Even Democrats have been easily outpacing Trump in the Republican bastion of Utah. Hillary Clinton has raised $690,851 — nearly four times as much as Trump — in part by attending a Park City fundraiser a year ago and dispatching former President Bill Clinton to Utah last month.

Trump raised about a third of what was hauled in by vanquished primary foe Ted Cruz and Democratic runner-up Bernie Sanders.

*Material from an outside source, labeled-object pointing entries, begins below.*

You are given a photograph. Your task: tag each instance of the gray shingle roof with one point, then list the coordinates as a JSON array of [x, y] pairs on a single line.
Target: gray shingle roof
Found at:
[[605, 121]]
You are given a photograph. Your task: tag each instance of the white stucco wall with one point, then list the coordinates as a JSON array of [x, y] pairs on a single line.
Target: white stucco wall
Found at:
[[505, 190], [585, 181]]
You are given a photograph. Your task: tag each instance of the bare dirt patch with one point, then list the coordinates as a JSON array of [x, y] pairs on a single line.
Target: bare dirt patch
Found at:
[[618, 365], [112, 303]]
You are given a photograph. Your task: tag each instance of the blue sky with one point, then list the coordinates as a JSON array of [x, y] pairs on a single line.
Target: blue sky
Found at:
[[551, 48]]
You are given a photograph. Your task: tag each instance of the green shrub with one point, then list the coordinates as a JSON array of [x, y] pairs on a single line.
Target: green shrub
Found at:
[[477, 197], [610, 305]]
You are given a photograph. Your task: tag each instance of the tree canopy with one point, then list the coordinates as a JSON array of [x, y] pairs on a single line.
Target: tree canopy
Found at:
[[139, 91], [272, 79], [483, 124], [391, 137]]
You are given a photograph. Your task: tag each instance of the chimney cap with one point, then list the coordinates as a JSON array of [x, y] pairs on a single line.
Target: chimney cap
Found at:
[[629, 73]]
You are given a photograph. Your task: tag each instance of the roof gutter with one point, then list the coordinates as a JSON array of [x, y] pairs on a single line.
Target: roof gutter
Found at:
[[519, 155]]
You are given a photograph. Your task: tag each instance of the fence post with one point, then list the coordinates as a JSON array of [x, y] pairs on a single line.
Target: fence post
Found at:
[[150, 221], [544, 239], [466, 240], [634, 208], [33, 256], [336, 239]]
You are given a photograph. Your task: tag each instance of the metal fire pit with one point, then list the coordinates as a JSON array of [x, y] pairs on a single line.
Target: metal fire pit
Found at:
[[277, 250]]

Trump has barely outraised Jeb Bush, who got out of the race in February, and Marco Rubio and Ben Carson, who dropped out a few weeks later.

Veteran political fundraiser and consultant Chuck Warren, who served on both McCain's and George W. Bush's finance committees, said Trump has two problems when it comes to fundraising in Utah and elsewhere.

"First, when he announced he said he wouldn't need [to raise] money and I think people took him at his word on that," Warren said.

"[Second], there is no fundraising mechanism in Utah at all," he said. "It's just sort of half-baked and money takes someone calling who has a relationship and asking them based on a friendship or relationship or twisting arms."

Warren said he was contacted for the first time in the campaign on Tuesday — by email — and asked if he would attend the $10,000 Pence luncheon. It was a half-hearted effort, he said, that came very late in the game.

Contrast that with Romney's machine. Eighteen months before the election, Romney fundraiser Don Stirling had Warren at breakfast making the pitch, both for donations to the Romney campaign and help raising money. There is no way to make up for the lost time, Warren said.

"Just because he's Donald Trump doesn't mean the rules of fundraising don't apply," Warren said. "It doesn't matter if you're Donald Trump or Bo Diddley, people aren't just writing checks. It's not what they're going to do."

It is true that Utah's most notable names are nowhere to be found — at least not yet — on Trump's disclosure reports.

Absent are people like Zions Bank President Scott Anderson, who has given more than $600,000 to political campaigns in the last two decades, or Jon Huntsman Sr. — the new chairman emeritus of The Salt Lake Tribune — who has given more than $2 million to political causes, or former Ambassador John Price, who has given more than $350,000 to politicians, including tens of thousands to McCain, Romney, Jeb Bush and George W. Bush.

By this time, Anderson, Price and Gail Miller, owner of the Larry H. Miller Group, had all donated significant amounts to the Bush campaign, but have yet to donate to Trump.

Steve Creamer, former president of EnergySolutions, who for years gave to both Republicans and Democrats, with donations totaling more than $362,000, according to Federal Election Commission reports, said he's not donating this year — not because of Trump, but because he thinks the entire political system is broken.

"I'm just sitting it out. I'm not being involved in any way," he said. "I think we need change and Trump would certainly be change and there are things about that [that I like]. I think Hillary is too much of the same-old-same-old."

But Creamer also worries that Trump will "never be able to hold his tongue."

Bill Reagan, founder of Reagan Outdoor Advertising, is one Utah donor who has given generously to Trump, giving the maximum amount allowed early on, as he has done with previous candidates. He said in an interview in July that he expected others will come around and the party will unify behind Trump.

"I don't know that Trump could ever get the support from Utah that Romney got. But I think when people get thinking about what's at stake, and the Supreme Court appointments are very significant, [as are] control of the Senate and House" donors will unite, he said.

Reagan compared the supporters to streams that need to come together to form powerful rivers. "We've got to get the party together to form the Mississippi and flood the delta," he said.